In my case, though, I was confusing boundaries with control. I had a million rules when it came to my son; the types of gifts people could give him was only one. And while I told myself these rules were for his benefit, really, my primary goal was to control his every interaction with the world.
As it turns out, this is not only exhausting, it’s impossible. He’s already out in the world without me when he’s with his teachers and babysitters. This will only increase as he gets older and develops his own friends and interests. Trying to control everything that happens to him is a short-term game and also teaches him the wrong lesson.

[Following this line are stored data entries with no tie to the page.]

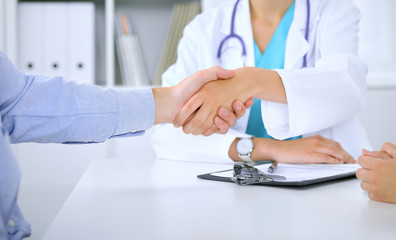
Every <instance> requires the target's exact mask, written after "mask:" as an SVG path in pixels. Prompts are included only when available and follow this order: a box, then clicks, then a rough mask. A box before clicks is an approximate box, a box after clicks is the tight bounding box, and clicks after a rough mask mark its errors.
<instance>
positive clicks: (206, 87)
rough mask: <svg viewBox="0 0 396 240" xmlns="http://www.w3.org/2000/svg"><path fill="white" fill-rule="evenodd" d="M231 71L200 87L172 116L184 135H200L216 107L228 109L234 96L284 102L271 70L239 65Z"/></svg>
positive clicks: (207, 128) (282, 94)
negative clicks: (183, 132) (224, 78)
mask: <svg viewBox="0 0 396 240" xmlns="http://www.w3.org/2000/svg"><path fill="white" fill-rule="evenodd" d="M235 73H236V74H235V77H233V78H230V79H228V80H224V81H213V82H210V83H207V84H206V85H205V86H203V87H202V88H201V89H200V90H199V91H198V92H197V93H196V94H195V95H194V96H193V97H192V98H191V99H190V100H189V101H188V102H187V103H186V105H185V106H184V107H183V109H182V110H181V112H180V114H179V115H178V116H177V117H176V119H175V125H179V126H183V131H184V132H185V133H187V134H189V133H192V134H194V135H200V134H204V133H205V131H206V130H207V129H209V128H210V126H211V125H212V122H213V120H214V118H215V116H216V115H217V111H218V108H219V107H220V106H223V107H225V108H226V109H228V110H229V111H230V112H232V103H233V101H234V100H235V99H237V100H239V101H241V102H244V103H246V101H247V100H248V99H250V98H252V97H256V98H260V99H264V100H267V101H273V102H281V103H286V100H285V99H286V97H285V95H284V88H283V83H282V81H281V79H280V77H279V75H278V74H277V73H276V72H275V71H272V70H267V69H259V68H240V69H236V70H235ZM282 92H283V94H282ZM205 119H206V120H205Z"/></svg>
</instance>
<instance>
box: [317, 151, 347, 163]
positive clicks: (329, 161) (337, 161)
mask: <svg viewBox="0 0 396 240" xmlns="http://www.w3.org/2000/svg"><path fill="white" fill-rule="evenodd" d="M315 155H316V159H317V160H318V163H327V164H341V163H344V161H342V160H340V159H338V158H335V157H332V156H330V155H328V154H323V153H319V154H315Z"/></svg>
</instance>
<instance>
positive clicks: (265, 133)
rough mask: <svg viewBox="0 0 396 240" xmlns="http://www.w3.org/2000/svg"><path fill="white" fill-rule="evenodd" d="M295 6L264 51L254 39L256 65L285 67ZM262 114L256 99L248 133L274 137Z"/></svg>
mask: <svg viewBox="0 0 396 240" xmlns="http://www.w3.org/2000/svg"><path fill="white" fill-rule="evenodd" d="M294 6H295V3H294V2H293V3H292V5H291V6H290V7H289V9H288V10H287V12H286V13H285V15H284V16H283V18H282V20H281V21H280V23H279V25H278V27H277V28H276V30H275V32H274V34H273V36H272V38H271V40H270V42H269V43H268V46H267V48H266V50H265V52H264V53H261V52H260V49H259V48H258V46H257V44H256V41H254V58H255V66H256V67H260V68H265V69H283V68H284V63H285V52H286V40H287V35H288V33H289V29H290V25H291V24H292V22H293V18H294ZM261 116H262V115H261V100H260V99H254V104H253V106H252V108H251V111H250V115H249V121H248V125H247V128H246V133H247V134H250V135H253V136H255V137H261V138H271V139H274V138H273V137H271V136H270V135H269V134H268V133H267V130H266V129H265V126H264V123H263V119H262V117H261ZM297 138H301V136H298V137H294V138H289V139H288V140H290V139H297Z"/></svg>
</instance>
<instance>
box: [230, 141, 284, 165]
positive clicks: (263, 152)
mask: <svg viewBox="0 0 396 240" xmlns="http://www.w3.org/2000/svg"><path fill="white" fill-rule="evenodd" d="M239 139H240V138H236V139H235V140H234V141H233V142H232V143H231V146H230V148H229V150H228V156H229V157H230V158H231V159H232V160H234V161H242V159H241V158H239V156H238V152H237V150H236V144H237V142H238V141H239ZM252 141H253V144H254V148H253V151H252V152H251V154H250V158H251V159H252V160H254V161H263V160H276V159H275V156H274V152H275V151H276V144H277V140H273V139H267V138H256V137H255V138H252Z"/></svg>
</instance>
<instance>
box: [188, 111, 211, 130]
mask: <svg viewBox="0 0 396 240" xmlns="http://www.w3.org/2000/svg"><path fill="white" fill-rule="evenodd" d="M210 115H211V108H210V107H201V108H200V109H199V110H198V112H197V113H196V114H195V116H194V117H193V119H191V120H190V121H189V122H188V123H186V124H184V125H183V131H184V132H185V133H186V134H190V133H194V135H200V134H202V133H203V132H204V131H201V132H199V131H198V130H199V129H200V127H201V126H203V125H204V124H205V125H207V128H206V129H205V131H206V130H208V129H209V128H210V126H212V124H213V121H214V117H213V118H212V119H211V121H210V123H209V124H208V123H207V122H208V121H206V120H207V119H208V117H209V116H210Z"/></svg>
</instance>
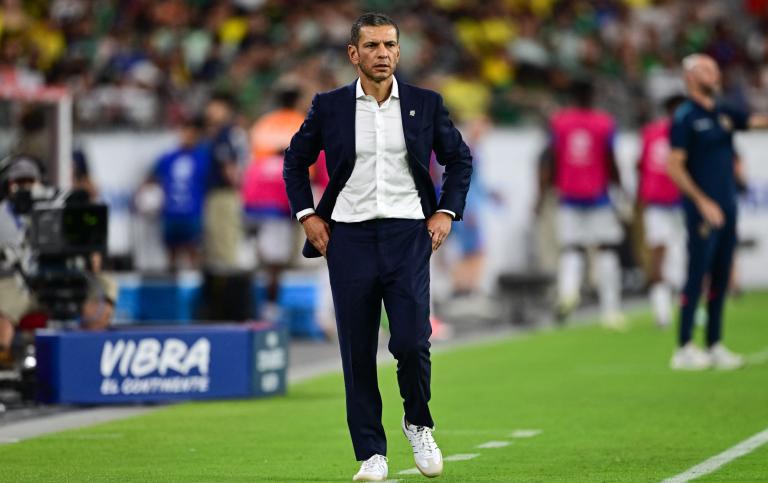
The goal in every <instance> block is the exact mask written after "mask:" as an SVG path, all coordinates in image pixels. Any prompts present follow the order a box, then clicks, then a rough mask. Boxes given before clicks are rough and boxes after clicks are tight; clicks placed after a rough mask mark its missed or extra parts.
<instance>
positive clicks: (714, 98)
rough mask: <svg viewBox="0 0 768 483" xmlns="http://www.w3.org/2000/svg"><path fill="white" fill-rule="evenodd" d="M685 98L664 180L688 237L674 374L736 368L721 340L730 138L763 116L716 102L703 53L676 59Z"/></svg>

Preparing him to respond to all the situations he will inevitably encounter is the long game. As parents, we do this by instilling values in our children that serve as a compass to help them navigate the world on their own. We give them the tools, and at some point, we must let go and trust they will use them.
In my son’s case, he’s not experiencing the holidays in a vacuum. The rest of the year, he sees my husband and I use things until they’re worn out instead of always upgrading to the latest and greatest. He knows that many of his clothes (and ours) come from second-hand stores because it’s kinder for the planet and our wallet than always shopping new. We talk to him about the difference between wants and needs and do our best not to give in to instant gratification every time we’re at the store.
This year, then, Christmas will be different. I’ll watch him open gifts from his grandparents, and I’ll hold my tongue. I’ll put my faith in the foundation we’ve laid for him, knowing it will serve him far better than warring with those who love him, and trusting that no amount of gifts from them can truly spoil him.